The film’s authenticity extends beyond its cast. It was written by the Mexican-born Gareth Dunnet-Alcocer. Soto, who broke out with the 2020 Sundance darling/Baltimore motorbike drama Charm City Kings, is from San Juan, Puerto Rico.
But, as Soto cautions, that does not mean Blue Beetle is the ultimate Latino film.
“It would be unfair to say this is the Latino experience,” he says. “It would be a lie to say this encompasses everyone because Latinos are not a monolith. … But though Gareth is Mexican and I’m Puerto Rican, and we have very specific idiosyncrasies and cultural elements that differentiate us, we realized as we were working together that [there] was more stuff that connected us [than] divided us. And by honing into the things that unify us as the Latino experience, I think we were able to find that there is actually a lot of universality in our specificity.
“And by doing it that way, we felt like if this is hopefully the first of many stories told by our communities that can actually explore all the millions of issues and concepts and experiences that exist in the Latino community, let this be the first of many. It’s impossible to do everything in one movie, but it is possible to at least try to open the doors for more of those stories, more of those diverse stories even just within the Latino community.”
Blue Beetle isn’t just about breaking cultural barriers. It’s really good, and is drawing early raves from critics for its lighter, more comedic approach to superhero storytelling, with comparisons to Marvel’s Iron Man and Spider-Man movies — and not just because of their respective talking-armor or coming-of-age aspects. While Marvel has since embraced the multiverse, and many DC films have gotten progressively darker, Blue Beetle “takes itself less seriously than most comic-book movies,” notes Variety. The stakes are lower, too: Jaime doesn’t need to save the world, just his family.
“We definitely wanted to have fun,” Soto says. “If you read the comics, the character in the comics is very funny and quirky and his relationship with his environment is similar. So we were like, ‘Why not show a Latino family having fun?’ And we can also show a family that lives in a reality where some of the [things] that happens to them are visceral, they're intense and traumatic and possibly triggering to some. But at the end of the day, we also wanted to live in this world that we have often been left out from experiencing.

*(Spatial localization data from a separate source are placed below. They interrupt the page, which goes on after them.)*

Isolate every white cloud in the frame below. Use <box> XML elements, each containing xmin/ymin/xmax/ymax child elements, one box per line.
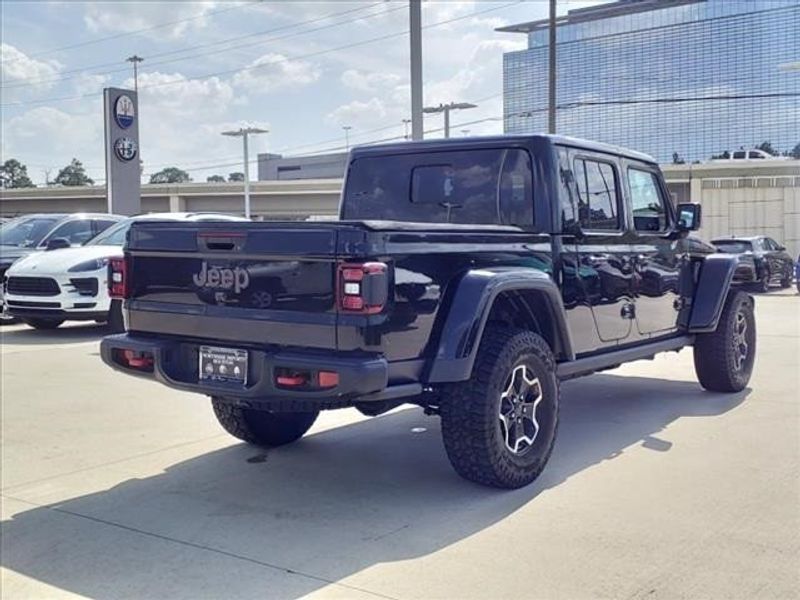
<box><xmin>340</xmin><ymin>70</ymin><xmax>401</xmax><ymax>93</ymax></box>
<box><xmin>83</xmin><ymin>1</ymin><xmax>221</xmax><ymax>38</ymax></box>
<box><xmin>3</xmin><ymin>107</ymin><xmax>105</xmax><ymax>182</ymax></box>
<box><xmin>0</xmin><ymin>43</ymin><xmax>61</xmax><ymax>91</ymax></box>
<box><xmin>125</xmin><ymin>71</ymin><xmax>235</xmax><ymax>116</ymax></box>
<box><xmin>326</xmin><ymin>97</ymin><xmax>388</xmax><ymax>129</ymax></box>
<box><xmin>232</xmin><ymin>53</ymin><xmax>321</xmax><ymax>93</ymax></box>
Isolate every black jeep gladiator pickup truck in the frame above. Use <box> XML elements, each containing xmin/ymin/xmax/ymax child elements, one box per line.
<box><xmin>101</xmin><ymin>135</ymin><xmax>754</xmax><ymax>489</ymax></box>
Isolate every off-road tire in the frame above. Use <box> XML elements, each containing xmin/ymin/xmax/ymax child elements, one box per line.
<box><xmin>693</xmin><ymin>290</ymin><xmax>755</xmax><ymax>393</ymax></box>
<box><xmin>779</xmin><ymin>274</ymin><xmax>791</xmax><ymax>289</ymax></box>
<box><xmin>211</xmin><ymin>398</ymin><xmax>319</xmax><ymax>447</ymax></box>
<box><xmin>23</xmin><ymin>317</ymin><xmax>64</xmax><ymax>330</ymax></box>
<box><xmin>439</xmin><ymin>328</ymin><xmax>559</xmax><ymax>489</ymax></box>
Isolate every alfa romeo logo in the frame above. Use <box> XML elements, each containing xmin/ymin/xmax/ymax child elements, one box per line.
<box><xmin>114</xmin><ymin>137</ymin><xmax>138</xmax><ymax>162</ymax></box>
<box><xmin>114</xmin><ymin>95</ymin><xmax>135</xmax><ymax>129</ymax></box>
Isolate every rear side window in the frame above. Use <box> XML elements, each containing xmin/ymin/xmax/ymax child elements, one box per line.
<box><xmin>343</xmin><ymin>148</ymin><xmax>533</xmax><ymax>226</ymax></box>
<box><xmin>628</xmin><ymin>168</ymin><xmax>668</xmax><ymax>232</ymax></box>
<box><xmin>573</xmin><ymin>158</ymin><xmax>620</xmax><ymax>230</ymax></box>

“That's why the film has this nostalgic throwback essence to the [early superhero] movies. Like with Iron Man, I want to have that experience, too. Why do we always have to reinvent the wheel every single time Latinos show up? It's like, why can't we just have fun, pay homage to the movies that build us and see us in [those] places?”
Of course now one of the biggest questions is where Blue Beetle fits within the larger DC Universe? The film began production before the seismic leadership change that saw James Gunn and Peter Safran (a producer on Beetle) take the reins and pronouncing an end to the Snyderverse.
“The film, more than just being an introductory card of Blue Beetle and Jaime Reyes into the live-action cinematic universe, this is also a prologue, the first act of a saga,” says Soto, who has previously stated he hopes to make a full trilogy. “Meaning by the end of the movie, now he can actually go into the new world. But first we wanted to ground it. We wanted to [use] the language of Latin cinema, spend time with the family, create empathy, create connection, create experiences that last so that we can understand the background. We can understand everything that surrounds our hero.
“And as he relates to all the other heroes with all the different alliances that might come in the future in James Gunn’s DC, you have this movie to go back to and know what is the heart of this character. Because at the end of the day, plot is plot. Explosions are explosions. But the heart for me is what matters the most.”
Blue Beetle opens in theaters on Aug. 18.